Autism – Should We Be Leveraging Neuroplasticity?

by Talya Kebonte

Can you imagine a world where you aren’t able to pick up on the emotions of people around you? What would it be like if you couldn’t sense the sombre mood of a vigil and burst out into belly laughs while everyone around you was mourning? What if every piece of clothing you wore felt like sandpaper against your skin? How lonely would you feel if people labelled you as ‘weird’ and chose to avoid you? These are some of the things that a person with autism experiences.

Autism Spectrum Disorder, commonly referred to as autism, is a lifelong disability that affects one’s ability to communicate with people. It also causes problems in how one senses things [1]. Autism can be diagnosed as early as 18 months but is not usually diagnosed earlier than the age of 3 [2]. The timing of diagnosis is critical for treatment – an infant brain is more able to change according to experience than an adult brain, in other words, it has greater neuroplasticity [3].

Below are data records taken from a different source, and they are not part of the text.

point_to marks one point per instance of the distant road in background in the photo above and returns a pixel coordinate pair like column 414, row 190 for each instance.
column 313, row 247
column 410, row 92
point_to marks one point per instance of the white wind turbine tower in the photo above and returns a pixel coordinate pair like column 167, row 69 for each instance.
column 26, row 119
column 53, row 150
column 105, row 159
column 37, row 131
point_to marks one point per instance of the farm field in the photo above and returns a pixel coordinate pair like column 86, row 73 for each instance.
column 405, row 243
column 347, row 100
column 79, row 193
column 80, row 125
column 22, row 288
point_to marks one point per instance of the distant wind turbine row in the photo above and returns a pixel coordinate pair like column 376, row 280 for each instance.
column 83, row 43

To better understand neuroplasticity, picture the brain as a pastel pink ball of soft clay. When you are born it has a distinguishable shape, but it is still mouldable. The older you get, the more the clay hardens until you can’t change its shape anymore. The idea is to diagnose autism ‘while the clay is mouldable’ so that children can receive therapy and avoid social and sensory challenges that would otherwise be lifelong.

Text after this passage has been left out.